I will try to port your patch to PostgreSQL 8.3 integrated full-text engine.
Will report back soon. I hope that we can stay in touch.

Very kind regards,
Jean-Michel
Last edited by jmpoure on Fri Nov 16, 2007 2:50 pm, edited 3 times in total.

wagnerch
Registered User
Posts: 8
Joined: Sun Jul 22, 2007 7:16 pm

Re: PostgreSQL Fulltext Search

Post by wagnerch »

Sounds good, if you have an ideas for the "exact phrase" search then I think that would be handy as well.

code reader
Registered User
Posts: 653
Joined: Wed Sep 21, 2005 3:01 pm

Re: PostgreSQL Fulltext Search

Post by code reader »

my idea regarding the "exact phrase":

-- get the search string from the user
-- sanitize it by escaping single quotes only
-- pass it as is to the search engine through a query, using single quotes.

in other words: completely skip the "split keywords" step. this step only makes sense for the "native" search mode, which requires single-word search. mysql and postgres fulltext do the search expression parsing themselves, and it makes the most sense to let the user build the search expression using the rules of the method used (mysql or postgres), instead of some arbitrary and incomplete set of rules which lacks, for instance, phrases...

if you use this logic, you might also want to edit the language files and change the explanation shown to the user describing how to build the search expression.
this will make your code shorter (the "split keywords" function is long, ugly, and cumbersome), faster, and better.

wagnerch
Registered User
Posts: 8
Joined: Sun Jul 22, 2007 7:16 pm

Re: PostgreSQL Fulltext Search

Post by wagnerch »

code reader wrote:my idea regarding the "exact phrase":

-- get the search string from the user
-- sanitize it by escaping single quotes only
-- pass it as is to the search engine through a query, using single quotes.

in other words: completely skip the "split keywords" step. this step only makes sense for the "native" search mode, which requires single-word search. mysql and postgres fulltext do the search expression parsing themselves, and it makes the most sense to let the user build the search expression using the rules of the method used (mysql or postgres), instead of some arbitrary and incomplete set of rules which lacks, for instance, phrases...
tsearch2 doesn't appear to support exact phrases as you suggest.
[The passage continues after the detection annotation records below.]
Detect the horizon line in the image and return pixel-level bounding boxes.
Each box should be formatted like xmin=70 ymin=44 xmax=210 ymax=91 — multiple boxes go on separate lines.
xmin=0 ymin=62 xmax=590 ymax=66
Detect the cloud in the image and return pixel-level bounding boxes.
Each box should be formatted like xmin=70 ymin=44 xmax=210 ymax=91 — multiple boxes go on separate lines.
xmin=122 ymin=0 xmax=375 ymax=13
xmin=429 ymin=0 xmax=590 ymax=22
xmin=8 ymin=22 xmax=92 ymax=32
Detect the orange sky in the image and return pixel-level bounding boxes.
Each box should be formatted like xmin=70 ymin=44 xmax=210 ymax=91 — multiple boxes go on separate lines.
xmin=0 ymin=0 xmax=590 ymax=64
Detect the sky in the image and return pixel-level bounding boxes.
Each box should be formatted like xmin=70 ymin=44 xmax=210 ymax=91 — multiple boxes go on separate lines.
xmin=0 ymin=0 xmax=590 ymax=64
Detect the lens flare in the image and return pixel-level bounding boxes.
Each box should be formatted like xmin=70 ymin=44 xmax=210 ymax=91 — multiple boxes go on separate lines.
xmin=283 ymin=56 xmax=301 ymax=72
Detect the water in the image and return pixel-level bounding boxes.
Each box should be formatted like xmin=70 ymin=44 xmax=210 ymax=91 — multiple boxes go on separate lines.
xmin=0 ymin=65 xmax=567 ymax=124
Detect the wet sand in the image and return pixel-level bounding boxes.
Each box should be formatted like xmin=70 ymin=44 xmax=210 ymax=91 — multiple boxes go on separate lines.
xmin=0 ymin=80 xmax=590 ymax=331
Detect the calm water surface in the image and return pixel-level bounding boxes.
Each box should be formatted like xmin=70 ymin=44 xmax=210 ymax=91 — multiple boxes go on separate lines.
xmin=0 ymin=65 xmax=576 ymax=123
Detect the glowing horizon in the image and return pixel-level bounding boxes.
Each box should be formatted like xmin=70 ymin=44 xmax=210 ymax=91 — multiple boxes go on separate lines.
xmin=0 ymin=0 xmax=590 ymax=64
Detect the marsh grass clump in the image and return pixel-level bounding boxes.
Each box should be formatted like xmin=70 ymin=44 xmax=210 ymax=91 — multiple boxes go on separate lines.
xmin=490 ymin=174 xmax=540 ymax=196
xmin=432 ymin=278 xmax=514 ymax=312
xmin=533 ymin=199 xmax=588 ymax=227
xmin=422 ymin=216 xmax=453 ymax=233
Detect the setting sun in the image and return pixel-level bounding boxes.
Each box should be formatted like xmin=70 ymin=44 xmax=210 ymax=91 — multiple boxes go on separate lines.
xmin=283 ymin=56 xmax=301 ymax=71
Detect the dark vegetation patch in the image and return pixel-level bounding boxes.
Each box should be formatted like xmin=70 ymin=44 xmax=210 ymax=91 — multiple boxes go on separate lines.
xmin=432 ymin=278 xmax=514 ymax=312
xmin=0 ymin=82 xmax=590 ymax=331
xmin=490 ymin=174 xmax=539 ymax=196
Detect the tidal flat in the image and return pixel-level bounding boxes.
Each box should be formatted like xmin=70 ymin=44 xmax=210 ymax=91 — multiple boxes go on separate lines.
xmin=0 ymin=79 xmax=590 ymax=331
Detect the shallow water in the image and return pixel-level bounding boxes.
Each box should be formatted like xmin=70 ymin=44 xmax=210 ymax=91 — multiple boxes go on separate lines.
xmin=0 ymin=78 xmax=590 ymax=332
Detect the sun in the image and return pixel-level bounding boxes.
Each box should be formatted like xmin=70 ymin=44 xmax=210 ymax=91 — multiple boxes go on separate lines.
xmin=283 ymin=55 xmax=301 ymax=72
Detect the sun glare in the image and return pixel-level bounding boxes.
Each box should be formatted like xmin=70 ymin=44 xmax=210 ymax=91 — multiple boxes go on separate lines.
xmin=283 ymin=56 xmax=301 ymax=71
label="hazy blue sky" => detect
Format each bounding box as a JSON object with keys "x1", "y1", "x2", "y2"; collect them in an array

See http://archives.postgresql.org/pgsql-sq ... g00165.php, where the author states it has not been implemented yet.

I think it would make sense to maintain the same search operators that already exist in phpBB, they are fairly standard and most users are familiar with them. I can't see making a user use "&" for AND, "!" for NOT, etc. And there still needs to be some sort of post-processing to address the exact phrase matching for PostgreSQL. There is a piece of code out there that does all of this for me, I just didn't want to pull that relatively large chunk of code into the mix. See http://www.digitalstratum.com/oss/fts_parser.

jmpoure
Registered User
Posts: 81
Joined: Sun Mar 11, 2007 9:42 am

Re: PostgreSQL Fulltext Search

Post by jmpoure »

wagnerch wrote:Attached is a version for RC4, the author_search method has changed.

As for the caching, it would be interesting to see how the caching performs compared against a huge board. Perhaps I should make this an option for fulltext_postgres? I haven't looked at that code too deeply, it is a possibility I broke it anyways :) I know I had to throw away some MySQL specific stuff that was used to determine whether a result was saved or not.
Dear Wagnerch,

I am currently testing this code.
Any news or updates?

jmpoure
Registered User
Posts: 81
Joined: Sun Mar 11, 2007 9:42 am

Re: PostgreSQL Fulltext Search

Post by jmpoure »

I could basically install your patch, thanks.
But some problems exist on non-C databases, when using locales:

Code: Select all

SQL ERROR [ postgres ]
ERREUR: could not find tsearch config by locale []
I am trying to install the French dictionary and will get back.

jmpoure
Registered User
Posts: 81
Joined: Sun Mar 11, 2007 9:42 am

Re: PostgreSQL Fulltext Search

Post by jmpoure »

Okay, problems resolved.

Phpbb 3.0 database is UTF-8
So there should be a dictionnary installed.
In phpBB 3.0 code, there should be a test whether tsearch2 dictionary is installed for the current locale.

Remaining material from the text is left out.